Chris studied at Grays School of Art, Aberdeen from 1980-84 graduating with a B.A. (Hons) Fine Art. Many artists have inspired Chris but none more so than his parents who were both artists. Growing up in a house surrounded by art felt like the most natural thing to do. Chris has shown his work in many solo and group exhibitions throughout Scotland and England, mainly in London. He also shows his work regularly at the RSW, RSA and Aberdeen Artists exhibitions. His work is held in many Public and Private Collections at home and abroad. In 1998, Chris was awarded The Glasgow Arts Club Fellowship prize at the RSW Exhibition at the RSA in Edinburgh and in the same year, at the Scottish Artists and Artist Craftsman annual exhibition, he received the Russell Flint Trust Award. In 1999 he was elected a member of the Royal Scottish Society of Painters in Watercolour (RSW). He was also awarded the McManus Galleries, Arts and Heritage prize at the RSW's annual exhibition 2003, and in 2017 The Walter Scott Award, RSW Annual Exhibition.
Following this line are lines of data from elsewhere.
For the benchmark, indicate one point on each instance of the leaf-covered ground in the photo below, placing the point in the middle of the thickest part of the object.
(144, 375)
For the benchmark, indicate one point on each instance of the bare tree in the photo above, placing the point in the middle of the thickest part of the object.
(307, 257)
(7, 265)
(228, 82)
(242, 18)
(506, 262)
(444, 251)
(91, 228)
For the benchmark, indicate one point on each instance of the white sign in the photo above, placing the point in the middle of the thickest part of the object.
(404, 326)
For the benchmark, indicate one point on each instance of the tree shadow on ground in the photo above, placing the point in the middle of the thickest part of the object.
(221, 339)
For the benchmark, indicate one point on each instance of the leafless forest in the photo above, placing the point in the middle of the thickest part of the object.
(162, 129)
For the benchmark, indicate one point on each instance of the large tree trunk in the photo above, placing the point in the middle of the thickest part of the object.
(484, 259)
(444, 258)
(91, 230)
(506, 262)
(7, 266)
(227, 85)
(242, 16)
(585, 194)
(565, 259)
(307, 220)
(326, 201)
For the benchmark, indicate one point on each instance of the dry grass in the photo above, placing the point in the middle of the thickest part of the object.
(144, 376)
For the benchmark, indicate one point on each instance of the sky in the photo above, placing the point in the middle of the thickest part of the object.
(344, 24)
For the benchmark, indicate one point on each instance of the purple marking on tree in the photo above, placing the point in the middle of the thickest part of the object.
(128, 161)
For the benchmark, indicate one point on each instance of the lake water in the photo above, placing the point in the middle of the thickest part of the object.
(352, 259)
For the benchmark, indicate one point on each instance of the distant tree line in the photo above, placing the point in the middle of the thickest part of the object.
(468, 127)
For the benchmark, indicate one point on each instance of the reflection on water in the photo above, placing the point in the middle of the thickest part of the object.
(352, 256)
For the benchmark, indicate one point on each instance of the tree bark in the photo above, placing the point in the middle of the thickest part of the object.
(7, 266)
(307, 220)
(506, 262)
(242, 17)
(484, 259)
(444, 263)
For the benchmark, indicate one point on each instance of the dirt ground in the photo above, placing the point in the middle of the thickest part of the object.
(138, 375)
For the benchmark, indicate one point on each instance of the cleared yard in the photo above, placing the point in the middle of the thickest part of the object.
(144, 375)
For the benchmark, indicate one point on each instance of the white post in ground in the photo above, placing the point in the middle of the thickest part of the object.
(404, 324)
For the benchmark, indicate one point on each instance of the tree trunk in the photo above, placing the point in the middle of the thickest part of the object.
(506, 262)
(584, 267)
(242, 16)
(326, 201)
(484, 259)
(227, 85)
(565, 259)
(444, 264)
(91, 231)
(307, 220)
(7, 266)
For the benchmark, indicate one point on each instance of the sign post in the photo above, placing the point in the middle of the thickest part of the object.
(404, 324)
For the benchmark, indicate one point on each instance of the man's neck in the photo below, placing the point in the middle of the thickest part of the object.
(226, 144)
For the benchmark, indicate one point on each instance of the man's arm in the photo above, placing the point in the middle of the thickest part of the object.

Known in the past for his Mediterranean landscapes, Chris first began painting the west coast of Scotland about five years ago. Motivated purely by the fact that Chris and his family started going over to the islands regularly three or four times a year. Having never visited them before Chris was inspired by the light, atmosphere and the feeling of remoteness.
The landscape that interests Chris most is pristine and primeval where weather and nature dominate. Which is why the islands appeal so much, they feel so far removed from urban life, on the edge of civilisation. At most times of the day Chris will find a painting but late afternoon and early evening light is when he can really capture the west coast at its best. Back in his studio Chris works in oil from a mixture of sketches, watercolours and photographs. The paint is applied in a variety of ways; hands, sticks, card, palette knives and a range of brushes. The oil has a beauty in its texture and quality of surface; it is washed on, overlaid and scraped back. The push and pull of the material is fundamental to the working method and the use of oil paint is as important for its malleable qualities as for its ability to hold saturated pigment. When asked if he is planning to return to the west coast of Scotland, his reply is ... "Many, many times. I love it".